The models are trained to classify the Pneumonia Etiology Research for Child Health (PERCH) data-set that contains CXR images of paediatric patients hospitalized with pneumonia (https://clinepidb.org/ce/app/record/dataset/DS_1595200bb8).
ResNet18, ResNet34 and ResNet50 model architectures from the torchvision version 0.8.2 library are used. The ResNet models' last fully connected layer was replaced with a fully connected layer with five output units – one for each WHO category(consolidation; other infiltrate; both consolidation and other infiltrate; normal or uninterpretable). Analysis code in perch.py.
ASHA algorith in ray[tune] library was to select optimal hyper-parameters for dropout, batch size, learning rate, weight decay and proportion of images with augmentation. The models were trained for 150 epochs, with learning rate halving after 50 and 100 epochs. We trained the models Adam optimizer and cross entropy loss.

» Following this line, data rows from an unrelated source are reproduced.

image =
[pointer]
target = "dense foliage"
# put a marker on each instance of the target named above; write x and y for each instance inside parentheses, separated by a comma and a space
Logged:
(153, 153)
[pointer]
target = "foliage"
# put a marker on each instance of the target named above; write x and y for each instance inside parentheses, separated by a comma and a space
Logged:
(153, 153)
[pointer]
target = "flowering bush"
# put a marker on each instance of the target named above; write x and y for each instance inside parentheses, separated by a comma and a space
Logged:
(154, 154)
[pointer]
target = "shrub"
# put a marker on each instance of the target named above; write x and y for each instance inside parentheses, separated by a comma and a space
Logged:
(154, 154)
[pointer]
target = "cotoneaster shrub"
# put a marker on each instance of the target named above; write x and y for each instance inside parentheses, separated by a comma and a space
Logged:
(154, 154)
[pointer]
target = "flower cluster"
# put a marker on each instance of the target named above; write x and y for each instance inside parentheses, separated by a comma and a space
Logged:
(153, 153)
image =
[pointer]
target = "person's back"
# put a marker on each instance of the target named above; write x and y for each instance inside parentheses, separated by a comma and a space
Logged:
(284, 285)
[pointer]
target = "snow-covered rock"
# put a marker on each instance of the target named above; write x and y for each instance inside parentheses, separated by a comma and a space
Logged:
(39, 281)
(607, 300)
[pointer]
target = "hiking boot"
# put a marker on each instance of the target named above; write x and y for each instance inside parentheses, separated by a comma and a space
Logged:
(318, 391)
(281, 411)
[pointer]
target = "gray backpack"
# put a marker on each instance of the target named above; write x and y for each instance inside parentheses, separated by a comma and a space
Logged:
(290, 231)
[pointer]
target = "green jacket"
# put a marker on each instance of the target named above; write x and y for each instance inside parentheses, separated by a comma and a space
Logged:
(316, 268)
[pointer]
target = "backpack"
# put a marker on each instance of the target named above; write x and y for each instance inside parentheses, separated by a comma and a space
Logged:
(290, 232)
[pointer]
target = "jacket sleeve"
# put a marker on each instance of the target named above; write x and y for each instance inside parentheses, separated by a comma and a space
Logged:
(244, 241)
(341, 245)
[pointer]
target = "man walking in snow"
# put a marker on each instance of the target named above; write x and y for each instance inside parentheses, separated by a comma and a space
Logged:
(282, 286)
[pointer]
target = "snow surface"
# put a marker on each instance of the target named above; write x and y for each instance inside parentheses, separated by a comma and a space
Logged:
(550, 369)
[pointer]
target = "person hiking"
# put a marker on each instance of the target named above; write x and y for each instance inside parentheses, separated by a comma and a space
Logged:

ResNet models were extended by adding an embedding layer for reader identifiers. Reader identifiers were embedded into a vector of 16 units. The embeddings were then projected to have the same dimensions as the image embeddings using a fully connected layer. Image embeddings were derived by applying global average pooling to the last convolutional layer. Image embeddings and reader embeddings were combined by element-wise multiplication. A fully connected layer with softmax activation was then appended for prediction. Analysis code in perch_ensemble.py.
The model could make multiple prediction for each CXR (one for each reader).There were 18 readers in total. Thus, 18 predictions could be made for every CXR image. During inference, the 18 predictions were then aggregated to give the final prediction using an unweighted mean.